The current study is the first to suggest cutoff scores for screening anxiety and depressive symptoms in a heterogeneous chronic pain sample who completed the PHQ and GAD forms over the Internet. However, our results should be considered exploratory as only a small sub‐sample of participants (n = 62) had diagnostic data available. Nevertheless, is it worthwhile to compare our preliminary findings to the existing literature. First, the original validation of the GAD‐2 (n = 965) recommended a cutoff score of ≥3, and subsequent meta‐analytic evaluations support this finding. 15 , 36 With respect to chronic pain, a cutoff score of ≥3 on the GAD‐2 performed well in individuals with rheumatoid arthritis, 21 and is consistent with that obtained in the current study. On the contrary, the current study suggests that the PHQ‐2 demonstrates optimal sensitivity and specificity at a lower cutoff score of ≥2. This suggestion is in contrast to both the original validation study of the PHQ‐2 and a study of individuals with rheumatoid arthritis which recommended a cutoff score of ≥3 on the PHQ‐2. 21 , 37 However, subsequent validation studies have suggested the cutoff score be lowered to ≥2 to achieve an optimal balance of sensitivity and specificity. 38 , 39 , 40 Therefore, the clinical interpretations of the PHQ‐2 and GAD‐2 as screening measures are consistent with that recommended for the general population and is not altered in a chronic pain sample.
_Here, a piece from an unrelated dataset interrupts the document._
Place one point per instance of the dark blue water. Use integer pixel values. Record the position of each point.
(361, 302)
In contrast to the cutoff scores obtained on short forms, our analyses indicated that the cutoff scores for the longer forms may be higher in chronic pain. Whereas previous studies have recommended cutoff scores ≥10 for both the GAD‐7 and PHQ‐9, we observed optimal cutoff scores of ≥11 for the GAD‐7 and ≥12/13 for the PHQ‐9. One explanation for this is that the longer forms contain items that assess somatic symptoms often caused by pain and pain medications, whereas the short forms do not. For instance, sleep difficulties are a common symptom of both presentations and emerge as a central component of anxiety, depression, and chronic pain in network models. 41 Sleep difficulties are captured on the GAD‐7 as trouble relaxing (Item 4), as well as on the PHQ‐9 as trouble falling or staying asleep or sleeping too much (Item 3). This is consistent with previous work illustrating that the physical symptoms of medical illness can lead to biased mood assessments. For instance, individuals with systemic sclerosis have higher PHQ‐9 somatic item scores compared with healthy controls, even when matched on their PHQ‐9 cognitive/affective item scores. 18 To maintain discriminant validity, the cutoff scores employed for the PHQ‐9 and GAD‐7 may need to be higher in chronic pain patients compared to the general population.
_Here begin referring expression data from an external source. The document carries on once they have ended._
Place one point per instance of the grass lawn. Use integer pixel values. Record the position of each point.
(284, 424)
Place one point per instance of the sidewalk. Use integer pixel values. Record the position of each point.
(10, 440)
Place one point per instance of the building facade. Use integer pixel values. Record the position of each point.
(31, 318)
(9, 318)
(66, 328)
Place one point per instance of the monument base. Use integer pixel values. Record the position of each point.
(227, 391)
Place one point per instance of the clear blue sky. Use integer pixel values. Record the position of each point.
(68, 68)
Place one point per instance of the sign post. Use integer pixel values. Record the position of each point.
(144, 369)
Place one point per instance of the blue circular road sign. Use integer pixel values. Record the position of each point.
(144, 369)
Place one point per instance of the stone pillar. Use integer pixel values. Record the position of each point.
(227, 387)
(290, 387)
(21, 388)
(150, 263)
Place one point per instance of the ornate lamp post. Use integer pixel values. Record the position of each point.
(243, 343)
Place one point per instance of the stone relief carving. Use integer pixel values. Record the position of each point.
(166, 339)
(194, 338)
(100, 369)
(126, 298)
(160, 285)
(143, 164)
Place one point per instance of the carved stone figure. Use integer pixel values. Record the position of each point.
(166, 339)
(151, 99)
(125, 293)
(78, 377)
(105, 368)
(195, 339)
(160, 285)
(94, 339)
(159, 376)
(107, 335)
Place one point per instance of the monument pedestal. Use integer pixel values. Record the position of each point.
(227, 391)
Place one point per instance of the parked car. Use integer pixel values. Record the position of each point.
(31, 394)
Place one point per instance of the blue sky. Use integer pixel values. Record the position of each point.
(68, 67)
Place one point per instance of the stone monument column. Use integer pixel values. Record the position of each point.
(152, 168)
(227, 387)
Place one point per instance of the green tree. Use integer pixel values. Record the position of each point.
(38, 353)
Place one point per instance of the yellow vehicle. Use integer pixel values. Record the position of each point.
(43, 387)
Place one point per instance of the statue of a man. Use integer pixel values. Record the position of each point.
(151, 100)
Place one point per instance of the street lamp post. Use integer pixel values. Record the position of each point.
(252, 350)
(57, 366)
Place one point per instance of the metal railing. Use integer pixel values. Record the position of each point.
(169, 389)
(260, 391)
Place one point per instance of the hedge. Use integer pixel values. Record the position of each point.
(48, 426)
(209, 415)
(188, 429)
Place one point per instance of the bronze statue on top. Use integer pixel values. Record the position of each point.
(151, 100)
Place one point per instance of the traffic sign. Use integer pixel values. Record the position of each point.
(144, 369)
It should also be noted that in ROC analyses, all four scales favored specificity over sensitivity. In psychometric evaluations, there is a balance between sensitivity (ie, the ability to correctly identify positive cases) and specificity (ie, the ability to correctly identify negative cases). 42 , 43 , 44 , 45 The finding that specificity was favored over sensitivity in the current study indicates that some true cases may go undetected when using the PHQ or GAD forms as screening measures. This is a potentially important finding and highlights the need for replication, as well as the value of future research using large samples with diagnostic data.
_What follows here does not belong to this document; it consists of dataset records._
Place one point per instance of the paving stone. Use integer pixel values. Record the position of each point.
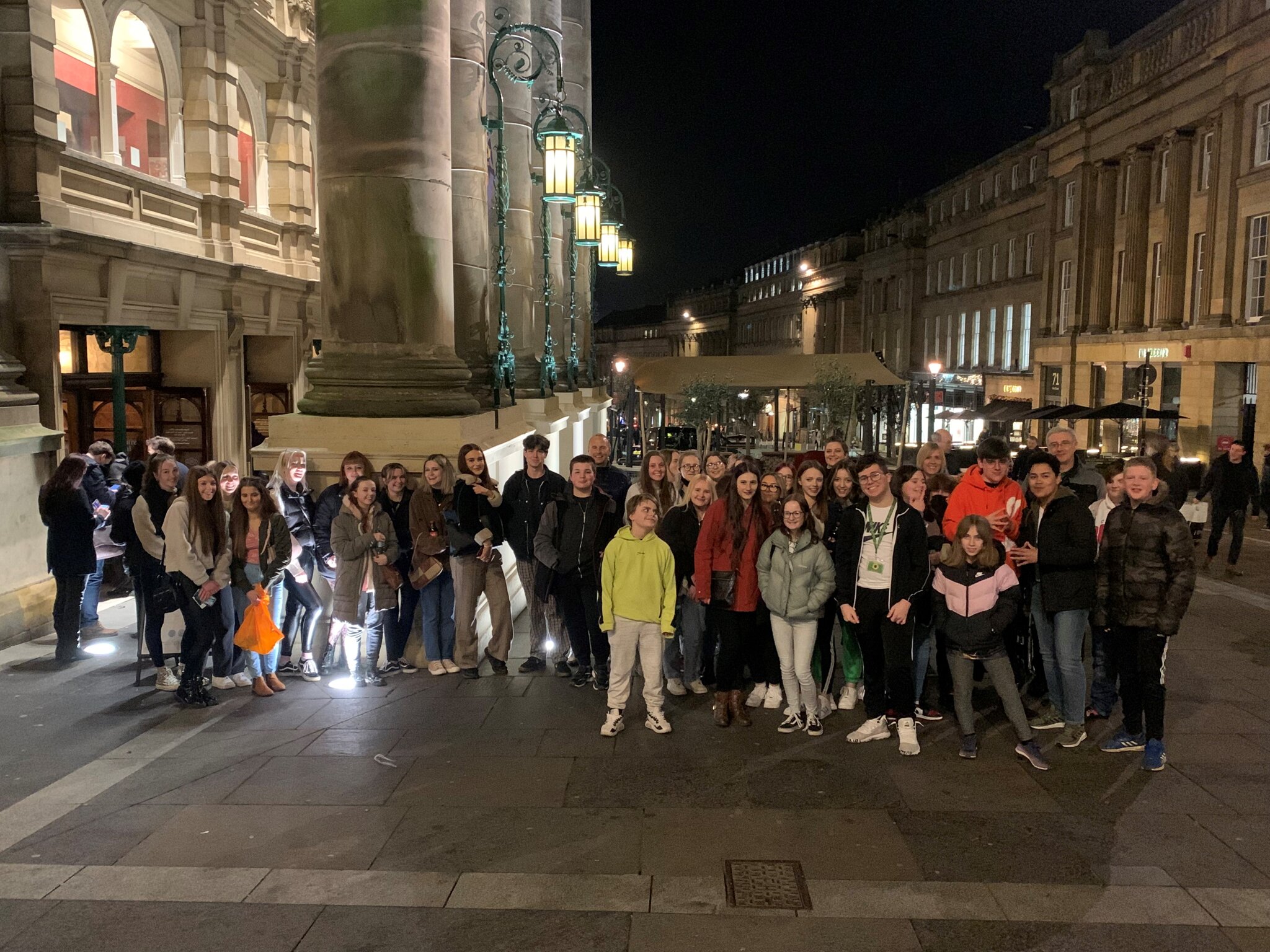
(564, 891)
(551, 840)
(321, 780)
(1236, 907)
(347, 928)
(355, 888)
(831, 844)
(92, 840)
(163, 927)
(270, 837)
(161, 884)
(716, 933)
(475, 782)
The results of the current study should be acknowledged in light of several limitations. Firstly, and perhaps most importantly, the diagnostic interview data was only available for a sub‐group of individuals (n = 62) who were subject to other eligibility criteria (eg, experience of chronic pain for a minimum of 3 months rather than 6 months). Importantly, participants who reported very severe depressive symptoms on the PHQ‐9 (ie, total score ≥22, item 9 score ≥2) were excluded from the original study, and therefore, our analyses were conducted in a somewhat restricted sample. Future work is needed to replicate our findings using more representative samples. On a related note, the small sample size is likely to have contributed to the minimal distinction between the cutoff scores of ≥12 versus ≥13 on the PHQ‐9, and further replication with larger samples and updated diagnostic interviews (eg, MINI version 7) is needed. Second, we did not combine the PHQ‐2 and GAD‐2 to examine the PHQ‐4, a composite measure of general distress. 43 Although the PHQ‐4 has not been investigated to the same extent as the individual short forms, psychometric evaluations of ultra‐brief scales assessing more general distress, such as the PHQ‐4 and the Kessler Psychological Distress Scale 6 item 42 are warranted.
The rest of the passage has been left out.